However, it is very common for a growing and ambitious company such as this to forget about “back-room” tasks such as processing payroll, or recording attendance.
 
If you ignore these tasks and never investigate how to improve and optimise them, eventually they will “break”. This could take the form of your staff making errors in payslips due to an overstuffed workload, or unscrupulous employees taking advantage of lax processes to commit time fraud and take home money that they didn’t actually earn. 
 
So the earlier you can maximise efficiency and accuracy in these processes, the better off your business will be in the long run.
The least effective type of time and attendance management is the self-reporting paper timesheet. This is far too open to human error, such as forgetting to hand it in, filling it in wrong or payroll staff misreading bad handwriting. 
 
The timesheet method is also the easiest for employees to fake entries for time they never actually worked. This fraud becomes more and more likely the less likely the manager is to carefully check every entry: i.e. if a shift manager has too many people underneath them or isn’t given enough time in their working week to go through the timesheets thoroughly. 
 
As your company grows, it becomes a steadily better idea to introduce some automation into your time and attendance management processes. 

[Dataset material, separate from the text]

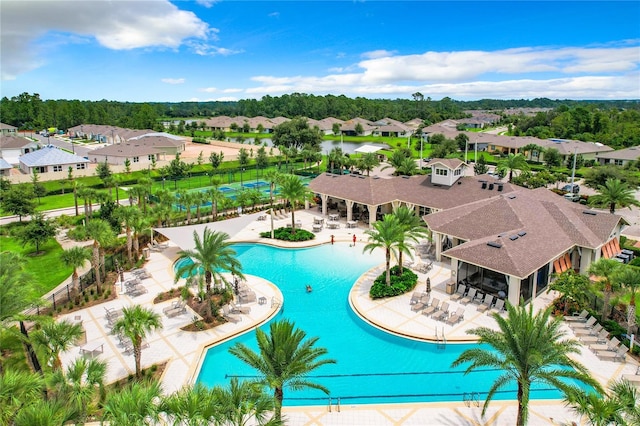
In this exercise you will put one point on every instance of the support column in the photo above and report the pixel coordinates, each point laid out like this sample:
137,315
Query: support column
324,198
349,204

For example, our clocking terminals remove the need for (and the risk of) employees reporting their own hours, because every entrance and exit is automatically recorded and sent to the central system. 
 
Managers can check the times on the software, which is easier than shuffling through bits of paper, and the data can be quickly and easily exported to all leading payroll programmes so there is no need for payroll staff to spend hours manually typing up handwritten timesheets.